Figure 3: The probabilitiy assigned to tokens generated by beam search and humans given the same context. Note the variance within the human text.

This is obviously not a good situation for our language model. It seems that, in some way, we must inject life-giving randomness into our model. Doing this, however, isn’t easy. Purely randomly sampling from the output has a decent chance to generate gibberish, and considering exposure bias (during training, transformer-based LMs usually only see the ground truth words due to teacher forcing), the model will ‘blindly trust’ this gibberish, also resulting in a possible nonsense generation. The authors find that this is a major issue: the model isn’t very reliable when unlikely (from the POV of the model) tokens are chosen.

What if we sample only from the top-k words? That’s also not so straightforward. Consider sampling from a top-k with very high vs very low entropy (figure 4c ). Top-k works fine on low entropy. but on high entropy distributions, top-k can fail completely.

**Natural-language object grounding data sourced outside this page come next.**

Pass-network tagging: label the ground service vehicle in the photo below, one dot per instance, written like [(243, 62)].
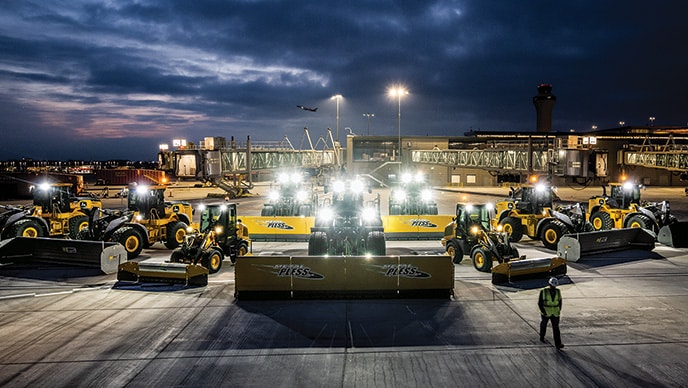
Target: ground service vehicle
[(624, 209), (470, 233), (523, 212), (165, 222), (55, 212), (289, 198), (412, 196), (347, 226), (114, 226), (201, 253)]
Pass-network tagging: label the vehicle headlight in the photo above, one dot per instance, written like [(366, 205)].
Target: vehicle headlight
[(399, 195), (301, 196), (273, 196)]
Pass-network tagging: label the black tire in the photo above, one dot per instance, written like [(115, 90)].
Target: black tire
[(76, 224), (513, 227), (375, 243), (317, 244), (27, 228), (455, 252), (601, 221), (267, 211), (482, 259), (212, 260), (640, 221), (551, 234), (176, 231), (131, 239), (177, 256), (305, 210)]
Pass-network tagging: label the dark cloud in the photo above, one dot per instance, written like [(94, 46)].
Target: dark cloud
[(121, 77)]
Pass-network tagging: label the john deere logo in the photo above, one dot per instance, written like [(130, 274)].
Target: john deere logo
[(423, 223), (405, 270), (297, 271), (278, 225)]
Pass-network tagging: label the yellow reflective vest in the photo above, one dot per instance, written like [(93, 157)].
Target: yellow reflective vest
[(551, 305)]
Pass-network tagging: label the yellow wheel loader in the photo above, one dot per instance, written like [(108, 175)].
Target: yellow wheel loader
[(470, 234), (55, 213), (165, 222), (202, 252)]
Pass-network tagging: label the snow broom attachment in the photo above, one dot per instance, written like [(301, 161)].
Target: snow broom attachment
[(674, 235), (104, 256), (574, 246), (520, 269), (171, 273)]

This paper presents top-p sampling. Sample from the first \(n\) samples whos probabilities sum to greater than \(p\). This removes the “trailing-end" of the distribution which helps cull exposure bias. Additionally, this method does not suffer from the same faults as top-k does.

Empirically? This method works very well. I can speak from my experience too.

Figure 4: High versus low entropy distributions: visual example where top-k is non-ideal

Figure 5: Some different sampling techniques.

Lowish level:

While the high-level section contains the core idea of the paper and intuitive justification, it’s not entirely complete. For example, figure (3) is cool, but it’s expected. A model that decodes in such a way to maximize probability will assign high probability to its own sequence, especially when it falls into repetition, which we already know is a pathological state where probability is increased via a positive feedback loop.

Another thing to consider is just how huge exposure bias is, and why it might cause the issues of the model assigning high probabilities to very uninformative sentences. It is possible that, during training, the model simply always picks these uninformative samples, purely relying on teacher forcing to ‘force’ it in the correct direction. If you consider it from the perspective of optimizing loss, this could be the ideal strategy.

Additionally, like mentioned earlier, natural language does \(not\) maximize probability, yet common decoding schemes do. Natural language can also be seen as having large stochastic parts (the topic of conversation is usually decided by unknown variables), so maximizing probability doubly does not make sense.